4 A Short Cylindrical Tube

The previous sections concern a cylindrical tube problem under the plane deformation assumption, which physically may accurately approximate a sufficiently long tube. To show the behaviour of a pressurized short cylindrical tube [13], the problem illustrated in Fig. 6 is solved by employing ABAQUS (CAX4H elements). We use the MV material model.

The equilibrium path concerning the centre of the tube appears to be qualitatively similar to the one shown in Fig. 7. The different boundary conditions lead to a significantly higher value of limit point stress in comparison to the plane deformation problem. Deformations obtained characterize a typical bulging in the middle of the tube, which has been confirmed experimentally [15]. As the solution does not produce a monotonic increasing stress value, the Riks procedure is employed to obtain the path.

Fig. 6.

A short cylindrical tube problem illustration, \(R_{i} = 10\), \(H = 2\), \(L = 20.\)

Fig. 7.

The radial stress \(\sigma_{r} \left( {r_{i} } \right)\) versus the inner radius in the current configuration – the centre of the tube.
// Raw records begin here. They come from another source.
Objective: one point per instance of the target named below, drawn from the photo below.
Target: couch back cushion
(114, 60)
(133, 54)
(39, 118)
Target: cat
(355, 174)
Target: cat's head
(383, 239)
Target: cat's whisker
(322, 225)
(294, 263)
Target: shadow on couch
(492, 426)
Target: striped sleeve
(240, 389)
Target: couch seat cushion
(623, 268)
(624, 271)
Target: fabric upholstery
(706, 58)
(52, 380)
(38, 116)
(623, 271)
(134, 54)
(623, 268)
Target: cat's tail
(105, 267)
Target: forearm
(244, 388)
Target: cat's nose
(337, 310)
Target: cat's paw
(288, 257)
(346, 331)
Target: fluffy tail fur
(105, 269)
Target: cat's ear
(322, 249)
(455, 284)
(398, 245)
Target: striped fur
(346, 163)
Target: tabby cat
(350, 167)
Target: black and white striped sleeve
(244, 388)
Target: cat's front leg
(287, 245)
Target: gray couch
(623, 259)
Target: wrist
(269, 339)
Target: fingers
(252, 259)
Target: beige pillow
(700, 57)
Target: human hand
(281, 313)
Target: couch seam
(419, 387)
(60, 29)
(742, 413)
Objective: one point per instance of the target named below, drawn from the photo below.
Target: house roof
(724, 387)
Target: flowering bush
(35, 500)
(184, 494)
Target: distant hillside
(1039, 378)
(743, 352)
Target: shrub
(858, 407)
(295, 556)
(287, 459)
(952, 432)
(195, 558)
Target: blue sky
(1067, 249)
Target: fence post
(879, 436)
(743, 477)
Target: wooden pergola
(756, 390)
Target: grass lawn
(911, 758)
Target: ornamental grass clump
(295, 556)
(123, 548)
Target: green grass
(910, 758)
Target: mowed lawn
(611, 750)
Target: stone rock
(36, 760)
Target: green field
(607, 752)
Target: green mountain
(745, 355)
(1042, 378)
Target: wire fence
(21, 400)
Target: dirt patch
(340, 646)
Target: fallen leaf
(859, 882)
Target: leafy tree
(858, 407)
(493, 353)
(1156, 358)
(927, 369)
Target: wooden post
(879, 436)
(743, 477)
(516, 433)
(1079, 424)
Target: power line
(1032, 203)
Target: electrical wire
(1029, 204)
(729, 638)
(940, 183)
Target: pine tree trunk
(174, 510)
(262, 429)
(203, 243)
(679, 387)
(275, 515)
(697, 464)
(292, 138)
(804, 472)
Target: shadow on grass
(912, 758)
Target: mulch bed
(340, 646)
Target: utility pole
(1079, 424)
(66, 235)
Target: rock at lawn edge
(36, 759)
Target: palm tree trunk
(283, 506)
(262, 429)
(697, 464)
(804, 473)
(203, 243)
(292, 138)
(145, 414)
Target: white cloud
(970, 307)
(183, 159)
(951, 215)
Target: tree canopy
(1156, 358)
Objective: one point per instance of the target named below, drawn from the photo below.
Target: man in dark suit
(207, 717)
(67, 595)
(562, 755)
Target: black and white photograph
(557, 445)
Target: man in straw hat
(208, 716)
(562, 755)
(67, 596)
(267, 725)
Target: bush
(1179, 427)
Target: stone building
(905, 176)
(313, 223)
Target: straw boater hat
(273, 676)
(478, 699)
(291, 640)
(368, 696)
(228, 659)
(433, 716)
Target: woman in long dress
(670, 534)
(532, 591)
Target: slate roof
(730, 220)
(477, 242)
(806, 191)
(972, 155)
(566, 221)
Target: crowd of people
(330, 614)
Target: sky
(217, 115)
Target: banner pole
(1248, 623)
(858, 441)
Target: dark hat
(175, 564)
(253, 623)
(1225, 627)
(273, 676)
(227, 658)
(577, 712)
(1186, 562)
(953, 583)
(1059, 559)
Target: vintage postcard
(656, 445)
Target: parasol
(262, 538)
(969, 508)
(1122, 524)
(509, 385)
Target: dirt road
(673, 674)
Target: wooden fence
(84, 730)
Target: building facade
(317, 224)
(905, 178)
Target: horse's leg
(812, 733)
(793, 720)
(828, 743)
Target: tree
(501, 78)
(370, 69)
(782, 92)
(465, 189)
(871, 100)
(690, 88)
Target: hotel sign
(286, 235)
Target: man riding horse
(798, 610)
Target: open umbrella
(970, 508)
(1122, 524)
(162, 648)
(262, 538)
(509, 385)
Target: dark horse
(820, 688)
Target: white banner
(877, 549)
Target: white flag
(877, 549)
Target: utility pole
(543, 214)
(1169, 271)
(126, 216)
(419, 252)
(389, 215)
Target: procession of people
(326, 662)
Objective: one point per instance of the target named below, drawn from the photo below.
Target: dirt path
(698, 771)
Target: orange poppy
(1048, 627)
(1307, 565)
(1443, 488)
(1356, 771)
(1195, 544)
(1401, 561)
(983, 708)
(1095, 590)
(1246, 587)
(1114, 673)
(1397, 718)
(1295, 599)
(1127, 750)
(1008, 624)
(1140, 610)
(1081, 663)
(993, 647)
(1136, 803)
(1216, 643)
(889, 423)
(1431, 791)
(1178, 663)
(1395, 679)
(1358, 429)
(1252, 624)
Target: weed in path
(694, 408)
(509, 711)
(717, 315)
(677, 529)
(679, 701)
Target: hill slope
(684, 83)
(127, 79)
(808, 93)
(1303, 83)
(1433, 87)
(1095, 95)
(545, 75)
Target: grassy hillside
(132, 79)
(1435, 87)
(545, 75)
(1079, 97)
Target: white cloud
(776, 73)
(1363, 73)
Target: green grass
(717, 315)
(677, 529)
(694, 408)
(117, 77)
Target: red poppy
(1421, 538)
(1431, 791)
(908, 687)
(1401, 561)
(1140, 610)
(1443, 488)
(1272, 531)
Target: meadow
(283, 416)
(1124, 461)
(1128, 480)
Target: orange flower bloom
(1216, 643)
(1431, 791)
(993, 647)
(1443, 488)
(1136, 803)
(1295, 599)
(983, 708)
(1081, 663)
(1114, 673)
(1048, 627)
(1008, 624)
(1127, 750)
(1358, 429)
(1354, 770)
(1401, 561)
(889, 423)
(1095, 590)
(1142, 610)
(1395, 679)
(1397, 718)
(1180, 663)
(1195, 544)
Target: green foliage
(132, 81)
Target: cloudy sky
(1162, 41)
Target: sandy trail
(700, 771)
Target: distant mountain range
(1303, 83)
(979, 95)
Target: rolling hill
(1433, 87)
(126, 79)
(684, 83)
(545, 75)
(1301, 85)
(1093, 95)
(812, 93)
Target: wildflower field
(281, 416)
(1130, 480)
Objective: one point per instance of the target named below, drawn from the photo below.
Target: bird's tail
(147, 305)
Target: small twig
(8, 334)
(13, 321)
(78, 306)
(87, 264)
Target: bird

Figure 8, Fig. 9, Fig. 10 present intermediate and final configurations of the considered short cylinder inflation. It should be noted that besides very large stretches and displacements, a significant rotation takes place in the final configuration of the body. Thus, the problem should be considered in a regime of large deformations and arbitrary large rotations.

Fig. 8.

An intermediate configuration of the short cylinder.

Fig. 9.

An intermediate configuration of the short cylinder.

Fig. 10.

The final configuration of the short cylinder.

5 Conclusion

The cylindrical tube problem is an excellent benchmark problem in an evaluation of a numerical method. The results obtained show that the axially symmetric stress formulation in the finite element method software ABAQUS provides high accuracy for the hyperelastic material models considered. The FEM model involving CPE4H elements produces results that do not fully coincide with the analytical ones, but the formulation does not impose the axially symmetric solution. In the case of the short cylinder problem, the equilibrium path concerning the centre of the tube appears to be qualitatively similar to the one produced by the plane deformation problem’s solution. However, applied boundary conditions lead to a significantly higher value of limit point stress in comparison to the previous cases.